ABSTRACT
Critics of the recent proliferation of strict photo identification laws claim these laws impose a disproportionate burden on racial minorities. Yet, empirical studies of the impact of these laws on minority turnout have reached decidedly mixed results. State and federal courts have responded by offering mixed opinions about the legality of these laws. We offer a more rigorous test of these laws by focusing on more recent elections, by relying on official turnout data rather than surveys, and by employing a more sophisticated research design that assesses change over time using a difference-in-difference approach. Our analysis uses aggregate county turnout data from 2012 to 2016 and finds that the gap in turnout between more racially diverse and less racially diverse counties grew more in states enacting new strict photo ID laws than it did elsewhere. This analysis provides additional empirical evidence that strict voter ID laws appear to discriminate.
Acknowledgement
The authors wish to thank the Russell Sage Foundation and Robert Lawson for their generous support of this research.
Disclosure statement
No potential conflict of interest was reported by the author(s). Zoltan Hajnal worked as an expert witness for the NAACP in Greater Birmingham Ministries, et al. vs John. H. Merrill (a strict voter identification case in Alabama).
Notes
1 For a review of active voter identification cases see: https://www.brennancenter.org/our-work/research-reports/state-voting-rights-litigation-july-2019.

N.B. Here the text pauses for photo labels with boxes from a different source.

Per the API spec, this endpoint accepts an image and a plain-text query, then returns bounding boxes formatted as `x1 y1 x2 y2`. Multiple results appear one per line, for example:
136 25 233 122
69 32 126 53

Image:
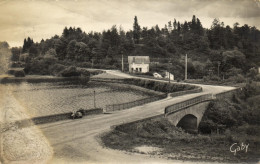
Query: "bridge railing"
170 87 202 97
216 88 242 99
106 93 167 112
164 88 242 116
164 94 214 115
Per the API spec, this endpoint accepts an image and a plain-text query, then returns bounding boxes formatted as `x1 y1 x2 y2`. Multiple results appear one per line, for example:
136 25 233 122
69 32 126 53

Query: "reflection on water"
0 81 155 117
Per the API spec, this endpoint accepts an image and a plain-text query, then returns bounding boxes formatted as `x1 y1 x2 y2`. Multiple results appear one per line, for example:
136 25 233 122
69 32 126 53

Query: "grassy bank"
102 82 260 163
102 117 260 162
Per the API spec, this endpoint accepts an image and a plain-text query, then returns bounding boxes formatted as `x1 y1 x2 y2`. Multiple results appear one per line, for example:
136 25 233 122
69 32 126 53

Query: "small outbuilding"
128 56 150 73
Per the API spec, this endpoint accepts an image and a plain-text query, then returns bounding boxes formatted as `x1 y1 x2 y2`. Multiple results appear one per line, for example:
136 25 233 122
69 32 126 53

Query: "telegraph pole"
94 90 96 109
122 53 124 72
184 54 188 80
218 62 220 77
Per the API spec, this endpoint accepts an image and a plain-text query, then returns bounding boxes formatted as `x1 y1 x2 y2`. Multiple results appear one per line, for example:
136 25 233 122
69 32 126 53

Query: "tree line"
12 15 260 78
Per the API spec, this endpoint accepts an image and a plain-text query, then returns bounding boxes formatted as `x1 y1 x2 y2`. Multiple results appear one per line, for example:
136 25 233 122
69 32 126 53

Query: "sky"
0 0 260 47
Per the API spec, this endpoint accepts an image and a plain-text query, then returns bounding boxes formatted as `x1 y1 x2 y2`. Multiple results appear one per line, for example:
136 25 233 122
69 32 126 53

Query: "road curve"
39 70 236 164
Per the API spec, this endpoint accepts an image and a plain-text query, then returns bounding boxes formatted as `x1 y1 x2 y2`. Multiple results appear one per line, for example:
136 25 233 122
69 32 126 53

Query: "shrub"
61 66 81 77
49 64 66 76
14 70 25 77
228 74 246 83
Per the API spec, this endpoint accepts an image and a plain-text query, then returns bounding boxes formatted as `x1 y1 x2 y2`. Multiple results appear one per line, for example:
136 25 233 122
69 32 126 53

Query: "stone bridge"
164 89 238 132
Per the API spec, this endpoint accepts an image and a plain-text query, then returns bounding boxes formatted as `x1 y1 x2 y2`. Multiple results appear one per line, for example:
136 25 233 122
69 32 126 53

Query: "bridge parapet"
216 88 242 99
164 94 215 116
170 87 202 97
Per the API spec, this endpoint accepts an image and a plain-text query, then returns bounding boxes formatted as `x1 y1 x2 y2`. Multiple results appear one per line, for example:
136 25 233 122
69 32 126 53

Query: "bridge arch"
165 101 209 132
176 114 198 132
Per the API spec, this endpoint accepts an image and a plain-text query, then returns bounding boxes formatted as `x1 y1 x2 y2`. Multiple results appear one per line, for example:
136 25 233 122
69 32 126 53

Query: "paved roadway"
39 71 236 163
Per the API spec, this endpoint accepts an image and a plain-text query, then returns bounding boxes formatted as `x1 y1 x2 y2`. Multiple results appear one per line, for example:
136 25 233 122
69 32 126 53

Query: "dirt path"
39 71 236 164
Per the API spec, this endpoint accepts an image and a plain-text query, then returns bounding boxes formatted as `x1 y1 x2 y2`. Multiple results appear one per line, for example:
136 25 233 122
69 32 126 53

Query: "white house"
128 56 150 73
164 71 174 80
153 72 162 79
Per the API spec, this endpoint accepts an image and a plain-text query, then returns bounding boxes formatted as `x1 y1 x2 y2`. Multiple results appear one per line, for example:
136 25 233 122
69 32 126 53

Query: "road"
39 71 238 163
2 70 236 164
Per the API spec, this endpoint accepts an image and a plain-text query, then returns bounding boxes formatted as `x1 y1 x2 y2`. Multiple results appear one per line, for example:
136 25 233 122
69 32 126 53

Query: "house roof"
128 56 150 64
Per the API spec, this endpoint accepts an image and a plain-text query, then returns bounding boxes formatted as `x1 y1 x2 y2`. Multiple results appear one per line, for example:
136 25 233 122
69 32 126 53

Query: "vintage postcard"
0 0 260 164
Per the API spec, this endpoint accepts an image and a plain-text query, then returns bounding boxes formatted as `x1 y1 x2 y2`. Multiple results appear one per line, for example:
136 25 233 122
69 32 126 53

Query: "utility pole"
184 54 188 80
122 53 124 72
94 90 96 109
218 62 220 77
91 59 94 68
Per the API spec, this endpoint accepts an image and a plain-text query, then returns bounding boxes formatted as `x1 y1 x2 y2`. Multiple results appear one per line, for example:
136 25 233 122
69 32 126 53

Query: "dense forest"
11 15 260 80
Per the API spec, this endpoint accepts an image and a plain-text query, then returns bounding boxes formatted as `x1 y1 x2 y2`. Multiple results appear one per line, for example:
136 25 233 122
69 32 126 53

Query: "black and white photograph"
0 0 260 164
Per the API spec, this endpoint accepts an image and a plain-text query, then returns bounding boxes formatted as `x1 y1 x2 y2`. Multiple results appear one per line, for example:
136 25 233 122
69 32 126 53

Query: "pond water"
0 82 159 117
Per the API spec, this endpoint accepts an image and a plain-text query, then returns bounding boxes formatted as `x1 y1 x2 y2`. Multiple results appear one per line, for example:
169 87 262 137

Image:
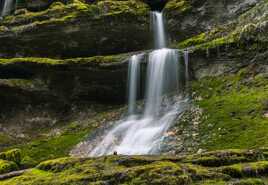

2 For example, Crawford vs Marion County Election Board (2008).
3 For example, United States Courts of Appeals for the Fourth Circuit No. 16-1468 (2016).
4 Coding for strict ID laws is based on the National Conference of State Legislators (2019) except for Alabama which is coded as a strict ID state because the only alternative to presenting an ID in that state is to have two election officials sign a sworn statement saying that they know the voter.
5 Data for the count- level vote totals are from the Atlas of US Elections and the Congressional Quarterly Voting and Election website.
6 To address migration into or out of the county, we also control for change in the county voting age population.
7 Only eight states (AL, GA, FL, LA, NC, PN, SC, and TN) ask for race/ethnicity when citizens register to vote.
8 Regressions include standard errors clustered at the state level and are weighted by county population size.
9 For this comparison, we drop states that already have strict ID laws. If we include states that implemented strict photo ID laws before 2012, the pattern is similar.